Points to Keep in Mind
* Prevention is better than cure: increasing intake of antioxidants will probably not restore vision that is already lost but it may slow the progress of the disease.
* If you are considering either changing your diet to include more foods rich in antioxidants and/or taking vitamin supplements, consult your physician. You may have other health considerations that could be affected by these dietary changes.
* Smoking is thought to be a significant risk factor in eye health. Studies show that quitting smoking can have significant benefits at any age so start the health revolution today and quit now!
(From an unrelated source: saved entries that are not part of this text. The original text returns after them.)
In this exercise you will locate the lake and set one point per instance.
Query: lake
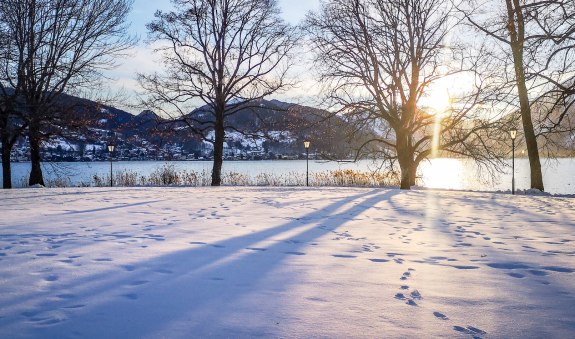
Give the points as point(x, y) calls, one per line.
point(559, 175)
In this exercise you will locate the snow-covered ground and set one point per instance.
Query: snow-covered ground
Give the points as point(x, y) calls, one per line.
point(284, 262)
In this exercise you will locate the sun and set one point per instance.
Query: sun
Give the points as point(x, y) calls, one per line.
point(437, 101)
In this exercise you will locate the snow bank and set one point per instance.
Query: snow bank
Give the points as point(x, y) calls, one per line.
point(285, 262)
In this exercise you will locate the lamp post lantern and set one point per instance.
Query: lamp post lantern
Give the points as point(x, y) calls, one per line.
point(111, 150)
point(513, 133)
point(306, 146)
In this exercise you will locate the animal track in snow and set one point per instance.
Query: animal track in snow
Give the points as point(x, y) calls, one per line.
point(440, 315)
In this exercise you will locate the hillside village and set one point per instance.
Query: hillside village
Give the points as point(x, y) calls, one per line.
point(148, 137)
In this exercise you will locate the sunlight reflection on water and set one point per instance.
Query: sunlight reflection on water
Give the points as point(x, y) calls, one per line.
point(445, 173)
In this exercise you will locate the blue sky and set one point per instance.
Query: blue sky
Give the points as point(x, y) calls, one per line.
point(144, 61)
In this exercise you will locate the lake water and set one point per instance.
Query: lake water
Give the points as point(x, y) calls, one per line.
point(559, 175)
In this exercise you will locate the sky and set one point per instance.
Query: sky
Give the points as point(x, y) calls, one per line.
point(142, 59)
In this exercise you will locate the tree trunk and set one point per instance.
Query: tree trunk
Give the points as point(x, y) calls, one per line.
point(530, 138)
point(6, 166)
point(36, 177)
point(218, 151)
point(516, 29)
point(406, 163)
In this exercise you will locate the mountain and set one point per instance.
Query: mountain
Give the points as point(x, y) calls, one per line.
point(260, 129)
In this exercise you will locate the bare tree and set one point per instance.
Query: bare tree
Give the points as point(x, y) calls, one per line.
point(225, 54)
point(379, 59)
point(11, 124)
point(536, 41)
point(57, 47)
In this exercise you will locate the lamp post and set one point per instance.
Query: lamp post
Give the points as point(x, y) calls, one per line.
point(111, 150)
point(513, 133)
point(306, 146)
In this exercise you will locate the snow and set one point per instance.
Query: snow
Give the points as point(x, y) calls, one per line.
point(285, 262)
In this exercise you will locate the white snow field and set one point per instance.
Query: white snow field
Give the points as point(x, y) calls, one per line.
point(285, 262)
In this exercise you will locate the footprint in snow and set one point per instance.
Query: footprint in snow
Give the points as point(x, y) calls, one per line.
point(416, 295)
point(51, 278)
point(469, 330)
point(440, 315)
point(294, 253)
point(378, 260)
point(129, 268)
point(259, 249)
point(130, 296)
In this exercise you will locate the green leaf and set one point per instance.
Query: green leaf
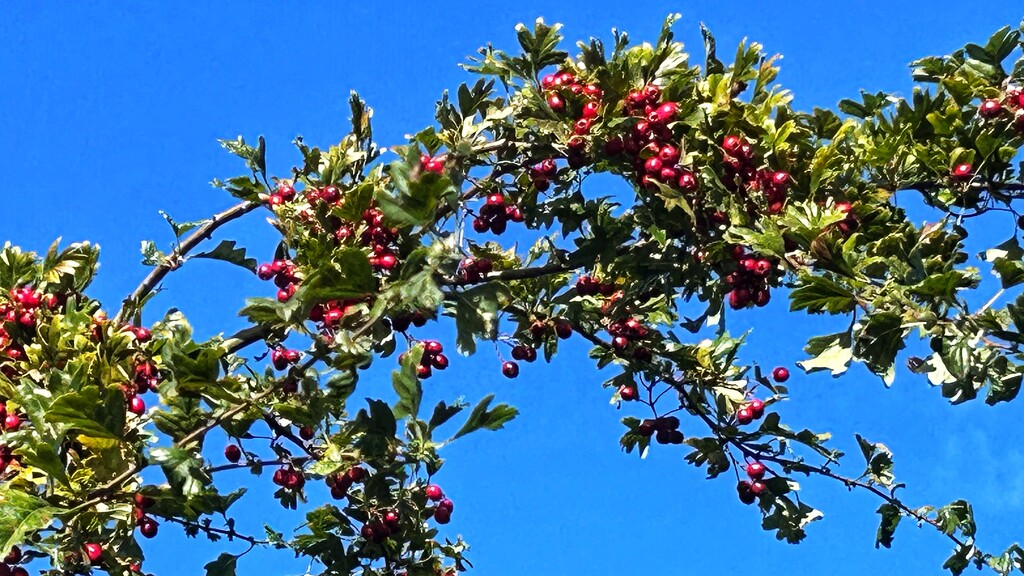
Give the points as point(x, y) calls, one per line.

* The causes of poor diet are often cultural: companies seeking to profit from processed foods saturate the media with images of smiling people eating junk food to the extent that processed food has become the social norm and healthy food the social exception: there is no profit to be made from saturating the media with images of smiling people eating fruit salads. You may be able to avoid age related macular degeneration or slow its progress by acting today! Nutrition and health are lifelong concerns. Your health is your wealth and since you cannot trade up your body for a newer model you had better ensure you use the right fuel: ignore this maxim at your peril. Don’t wait until you develop an eye problem or other health issue to make changes in your diet. Who need the cost, the downtime or the hassle of potentially preventable vision defects? Any takers?